All that said, I’m still not entirely sure I understand everything Irving told MacMullan.
"I think this whole business is flawed, by the way the draft is set up, by the way the coaches and the GMs are set up, the way people get fired and traded," he added.
"When you think about putting a leather basketball in a rim, and how many other complicated things happen because of that one simple thing, with our families and our lives, you can understand why people are struggling."
I think he means that you can lose yourself pretty quickly in the game of basketball when you start considering all that factors into the NBA off the court. I think. That, of course, raises questions about what the league would be like without the power structure and media surrounding it.
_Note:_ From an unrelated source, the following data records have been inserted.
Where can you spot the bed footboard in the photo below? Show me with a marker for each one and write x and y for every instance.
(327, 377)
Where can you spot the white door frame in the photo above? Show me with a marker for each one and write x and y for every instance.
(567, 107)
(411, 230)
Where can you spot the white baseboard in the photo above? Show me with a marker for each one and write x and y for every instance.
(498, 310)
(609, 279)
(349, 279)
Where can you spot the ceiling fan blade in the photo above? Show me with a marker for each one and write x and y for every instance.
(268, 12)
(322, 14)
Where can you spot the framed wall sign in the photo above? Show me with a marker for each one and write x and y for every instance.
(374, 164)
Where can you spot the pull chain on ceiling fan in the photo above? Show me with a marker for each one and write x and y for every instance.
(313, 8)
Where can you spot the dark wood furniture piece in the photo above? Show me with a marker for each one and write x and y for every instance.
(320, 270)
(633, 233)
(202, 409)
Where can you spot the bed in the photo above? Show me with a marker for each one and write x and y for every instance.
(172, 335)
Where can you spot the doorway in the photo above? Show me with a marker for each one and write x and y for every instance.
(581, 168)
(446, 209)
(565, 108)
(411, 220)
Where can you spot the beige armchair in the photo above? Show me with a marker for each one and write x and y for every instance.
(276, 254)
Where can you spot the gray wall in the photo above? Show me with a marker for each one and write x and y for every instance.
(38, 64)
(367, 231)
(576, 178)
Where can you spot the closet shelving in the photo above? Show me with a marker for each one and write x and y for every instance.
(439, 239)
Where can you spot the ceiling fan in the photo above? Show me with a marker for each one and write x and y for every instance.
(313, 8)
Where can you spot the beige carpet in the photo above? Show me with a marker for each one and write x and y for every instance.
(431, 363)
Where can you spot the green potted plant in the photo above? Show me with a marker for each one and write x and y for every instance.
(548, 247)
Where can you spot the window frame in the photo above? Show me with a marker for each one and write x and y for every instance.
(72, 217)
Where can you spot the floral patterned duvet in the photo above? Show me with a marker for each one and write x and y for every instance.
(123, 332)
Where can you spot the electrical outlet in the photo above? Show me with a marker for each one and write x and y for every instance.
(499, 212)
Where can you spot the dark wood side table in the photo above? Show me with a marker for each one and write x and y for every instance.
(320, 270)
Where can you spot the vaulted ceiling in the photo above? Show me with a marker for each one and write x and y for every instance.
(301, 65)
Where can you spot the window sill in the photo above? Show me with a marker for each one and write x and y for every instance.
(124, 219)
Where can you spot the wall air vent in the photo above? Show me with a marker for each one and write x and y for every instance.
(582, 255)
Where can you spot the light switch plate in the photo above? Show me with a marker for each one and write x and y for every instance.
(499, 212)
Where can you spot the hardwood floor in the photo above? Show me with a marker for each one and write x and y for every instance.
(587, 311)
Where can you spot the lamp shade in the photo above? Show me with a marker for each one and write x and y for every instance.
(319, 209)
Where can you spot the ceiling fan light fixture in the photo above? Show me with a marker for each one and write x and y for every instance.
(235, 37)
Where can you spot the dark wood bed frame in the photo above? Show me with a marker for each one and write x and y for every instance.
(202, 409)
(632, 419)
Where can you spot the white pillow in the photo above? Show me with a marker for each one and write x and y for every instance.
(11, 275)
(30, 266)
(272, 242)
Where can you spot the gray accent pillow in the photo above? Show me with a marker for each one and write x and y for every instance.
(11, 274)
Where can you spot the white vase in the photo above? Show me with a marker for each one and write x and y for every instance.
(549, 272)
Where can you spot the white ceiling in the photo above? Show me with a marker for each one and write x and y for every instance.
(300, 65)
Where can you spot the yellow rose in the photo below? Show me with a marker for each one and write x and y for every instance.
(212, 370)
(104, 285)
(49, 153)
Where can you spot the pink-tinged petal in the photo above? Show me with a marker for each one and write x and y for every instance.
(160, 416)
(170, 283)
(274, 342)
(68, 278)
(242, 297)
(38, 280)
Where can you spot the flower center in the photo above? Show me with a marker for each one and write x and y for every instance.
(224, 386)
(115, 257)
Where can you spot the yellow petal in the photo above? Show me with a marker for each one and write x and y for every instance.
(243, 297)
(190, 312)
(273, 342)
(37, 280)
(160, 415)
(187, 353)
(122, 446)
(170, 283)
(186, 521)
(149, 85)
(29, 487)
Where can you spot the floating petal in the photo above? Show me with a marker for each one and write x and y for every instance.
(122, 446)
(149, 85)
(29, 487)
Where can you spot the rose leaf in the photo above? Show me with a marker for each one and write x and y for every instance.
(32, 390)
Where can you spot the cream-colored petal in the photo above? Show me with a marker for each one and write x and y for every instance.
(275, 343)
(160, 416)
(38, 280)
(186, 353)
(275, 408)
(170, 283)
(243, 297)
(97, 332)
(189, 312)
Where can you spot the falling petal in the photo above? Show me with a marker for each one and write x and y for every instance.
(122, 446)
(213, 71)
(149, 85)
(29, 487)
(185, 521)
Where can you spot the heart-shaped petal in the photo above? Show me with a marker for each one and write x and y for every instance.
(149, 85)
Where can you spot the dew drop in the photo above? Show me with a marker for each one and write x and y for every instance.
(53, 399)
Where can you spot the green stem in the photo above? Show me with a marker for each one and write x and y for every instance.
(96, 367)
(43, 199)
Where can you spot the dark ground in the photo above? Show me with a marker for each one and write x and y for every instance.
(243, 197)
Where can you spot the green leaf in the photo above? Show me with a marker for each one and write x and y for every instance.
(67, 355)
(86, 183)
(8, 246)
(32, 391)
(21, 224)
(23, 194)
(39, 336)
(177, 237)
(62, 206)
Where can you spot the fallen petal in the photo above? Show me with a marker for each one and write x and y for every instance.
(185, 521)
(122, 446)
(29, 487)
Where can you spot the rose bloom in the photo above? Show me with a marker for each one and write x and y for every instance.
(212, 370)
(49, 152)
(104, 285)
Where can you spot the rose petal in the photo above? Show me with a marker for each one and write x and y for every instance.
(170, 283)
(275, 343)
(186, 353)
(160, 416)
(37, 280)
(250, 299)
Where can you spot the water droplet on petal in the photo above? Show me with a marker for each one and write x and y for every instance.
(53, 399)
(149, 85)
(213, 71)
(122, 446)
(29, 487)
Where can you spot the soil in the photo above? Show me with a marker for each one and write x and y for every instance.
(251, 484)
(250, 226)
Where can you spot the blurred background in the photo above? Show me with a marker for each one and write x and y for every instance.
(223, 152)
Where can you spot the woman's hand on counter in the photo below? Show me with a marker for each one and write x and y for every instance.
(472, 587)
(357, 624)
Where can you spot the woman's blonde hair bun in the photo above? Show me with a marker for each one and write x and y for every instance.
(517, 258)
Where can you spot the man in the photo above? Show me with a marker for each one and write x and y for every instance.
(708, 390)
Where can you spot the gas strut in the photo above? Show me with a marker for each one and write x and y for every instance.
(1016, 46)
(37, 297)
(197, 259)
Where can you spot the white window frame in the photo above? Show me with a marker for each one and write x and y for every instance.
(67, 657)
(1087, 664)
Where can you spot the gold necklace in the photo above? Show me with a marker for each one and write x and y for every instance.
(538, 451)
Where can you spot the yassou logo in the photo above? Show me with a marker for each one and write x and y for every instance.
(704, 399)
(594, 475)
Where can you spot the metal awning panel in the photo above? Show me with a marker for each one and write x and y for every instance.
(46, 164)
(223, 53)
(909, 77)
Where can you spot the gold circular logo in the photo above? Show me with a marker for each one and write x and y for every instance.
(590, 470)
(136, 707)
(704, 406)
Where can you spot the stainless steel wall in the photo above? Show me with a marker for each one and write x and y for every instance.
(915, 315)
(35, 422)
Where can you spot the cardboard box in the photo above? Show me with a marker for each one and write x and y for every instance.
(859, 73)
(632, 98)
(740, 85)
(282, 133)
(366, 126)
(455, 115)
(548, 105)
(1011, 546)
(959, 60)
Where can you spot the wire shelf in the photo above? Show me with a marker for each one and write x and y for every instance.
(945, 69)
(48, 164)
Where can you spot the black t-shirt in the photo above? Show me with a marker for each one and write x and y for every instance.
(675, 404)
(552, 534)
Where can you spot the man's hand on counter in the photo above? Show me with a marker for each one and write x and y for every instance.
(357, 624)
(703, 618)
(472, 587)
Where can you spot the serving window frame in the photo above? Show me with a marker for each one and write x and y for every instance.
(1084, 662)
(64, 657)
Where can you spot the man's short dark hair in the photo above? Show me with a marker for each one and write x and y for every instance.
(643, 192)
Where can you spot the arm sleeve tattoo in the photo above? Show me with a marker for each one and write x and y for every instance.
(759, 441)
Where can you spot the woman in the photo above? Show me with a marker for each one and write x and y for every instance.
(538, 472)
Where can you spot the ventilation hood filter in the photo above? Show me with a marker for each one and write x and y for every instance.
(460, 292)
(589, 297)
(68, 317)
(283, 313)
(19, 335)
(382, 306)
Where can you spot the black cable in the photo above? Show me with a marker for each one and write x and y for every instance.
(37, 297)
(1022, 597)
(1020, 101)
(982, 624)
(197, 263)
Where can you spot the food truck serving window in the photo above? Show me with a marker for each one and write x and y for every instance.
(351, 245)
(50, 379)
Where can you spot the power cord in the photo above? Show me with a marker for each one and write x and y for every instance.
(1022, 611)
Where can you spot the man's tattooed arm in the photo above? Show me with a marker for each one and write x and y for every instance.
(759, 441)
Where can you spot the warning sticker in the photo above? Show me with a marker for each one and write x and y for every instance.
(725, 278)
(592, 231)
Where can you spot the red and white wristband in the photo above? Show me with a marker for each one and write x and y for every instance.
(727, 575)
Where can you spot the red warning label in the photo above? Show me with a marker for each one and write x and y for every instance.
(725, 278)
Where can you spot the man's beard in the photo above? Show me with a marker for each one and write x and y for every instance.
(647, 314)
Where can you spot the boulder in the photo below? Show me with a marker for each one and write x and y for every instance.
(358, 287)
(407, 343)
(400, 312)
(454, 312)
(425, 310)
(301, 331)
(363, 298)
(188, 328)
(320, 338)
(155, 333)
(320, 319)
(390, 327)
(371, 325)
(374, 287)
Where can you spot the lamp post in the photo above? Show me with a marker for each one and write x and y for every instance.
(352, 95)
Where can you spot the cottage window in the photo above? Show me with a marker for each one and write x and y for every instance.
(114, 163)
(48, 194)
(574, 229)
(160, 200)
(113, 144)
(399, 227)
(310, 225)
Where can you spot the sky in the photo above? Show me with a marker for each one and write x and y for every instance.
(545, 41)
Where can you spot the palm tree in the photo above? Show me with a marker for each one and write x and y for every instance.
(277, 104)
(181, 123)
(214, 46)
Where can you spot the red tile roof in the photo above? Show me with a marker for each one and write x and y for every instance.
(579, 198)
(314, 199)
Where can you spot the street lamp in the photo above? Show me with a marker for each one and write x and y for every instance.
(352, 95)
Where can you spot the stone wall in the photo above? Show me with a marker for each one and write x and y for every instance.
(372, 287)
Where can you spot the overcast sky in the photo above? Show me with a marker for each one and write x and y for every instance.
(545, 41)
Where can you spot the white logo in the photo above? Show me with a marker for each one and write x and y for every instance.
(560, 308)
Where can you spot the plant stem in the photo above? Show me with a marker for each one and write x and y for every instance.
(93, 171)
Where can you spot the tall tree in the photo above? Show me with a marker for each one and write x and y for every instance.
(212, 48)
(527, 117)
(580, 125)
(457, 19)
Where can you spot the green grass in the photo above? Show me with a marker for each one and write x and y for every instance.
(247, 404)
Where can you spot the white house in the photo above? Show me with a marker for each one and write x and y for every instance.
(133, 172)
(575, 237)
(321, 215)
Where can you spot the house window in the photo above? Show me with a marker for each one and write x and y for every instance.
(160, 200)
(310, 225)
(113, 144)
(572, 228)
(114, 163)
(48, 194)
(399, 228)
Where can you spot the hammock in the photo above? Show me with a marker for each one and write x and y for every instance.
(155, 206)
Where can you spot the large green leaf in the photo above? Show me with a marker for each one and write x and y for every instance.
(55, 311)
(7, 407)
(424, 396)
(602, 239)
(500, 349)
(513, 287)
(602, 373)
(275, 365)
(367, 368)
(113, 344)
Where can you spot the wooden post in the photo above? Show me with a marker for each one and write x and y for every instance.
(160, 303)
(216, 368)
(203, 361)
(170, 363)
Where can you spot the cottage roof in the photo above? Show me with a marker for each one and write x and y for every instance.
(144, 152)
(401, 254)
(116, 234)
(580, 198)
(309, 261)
It would be pure, which I think is what guys like Irving and Kevin Durant are always going on about, but it may not be so lucrative.
These are the existential questions commentators love to discuss, because they can be far more interesting than the spacing at the 3:33 mark of the second quarter. Such debates aren’t going to beat the Bucks, though, and that’s what the Celtics are after. Finally. Let the geniuses play basketball and us dummies talk about it.